A Prospective Controlled Treatment Trial for Post-Traumatic Headaches
NCT03007420 · Status: TERMINATED · Phase: PHASE3 · Type: INTERVENTIONAL · Enrollment: 16
Last updated 2025-10-14
Summary
Post-traumatic headaches (PTH) are the most common complaint after traumatic brain injury, possibly generated by a number of stressors to the trigeminovascular and cervical plexus networks, including inflammation of the high cervical facet joints, traumatic cranial neuralgias, migraines, and myofascial injuries.

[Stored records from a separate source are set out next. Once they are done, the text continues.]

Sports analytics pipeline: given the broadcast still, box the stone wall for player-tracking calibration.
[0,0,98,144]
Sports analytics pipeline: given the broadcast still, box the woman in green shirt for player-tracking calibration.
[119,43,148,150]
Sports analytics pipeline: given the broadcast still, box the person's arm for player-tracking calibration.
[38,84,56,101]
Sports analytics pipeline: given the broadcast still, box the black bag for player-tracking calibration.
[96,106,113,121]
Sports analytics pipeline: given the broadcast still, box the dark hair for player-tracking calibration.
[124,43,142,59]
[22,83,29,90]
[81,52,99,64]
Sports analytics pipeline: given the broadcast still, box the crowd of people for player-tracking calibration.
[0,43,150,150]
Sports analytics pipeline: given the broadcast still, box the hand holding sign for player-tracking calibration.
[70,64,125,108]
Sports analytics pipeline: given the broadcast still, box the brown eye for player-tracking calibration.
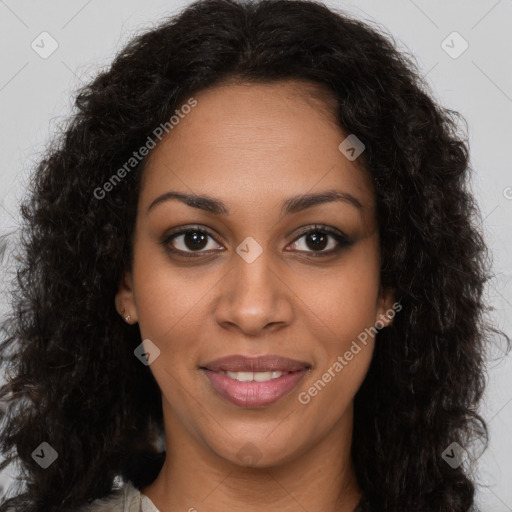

To date, no treatment guidelines exist for PTH management except for conservative modalities, such as cognitive rest, physical therapy, and neuropathic pain medications, all of which have minimal evidence to support them.
The investigators propose a randomized, controlled, clinical trial and prospective follow-up study to evaluate the effect of invasive procedures such as occipital nerve block (ONB) and cervical medial branch block (CMBB) in the management of PTH.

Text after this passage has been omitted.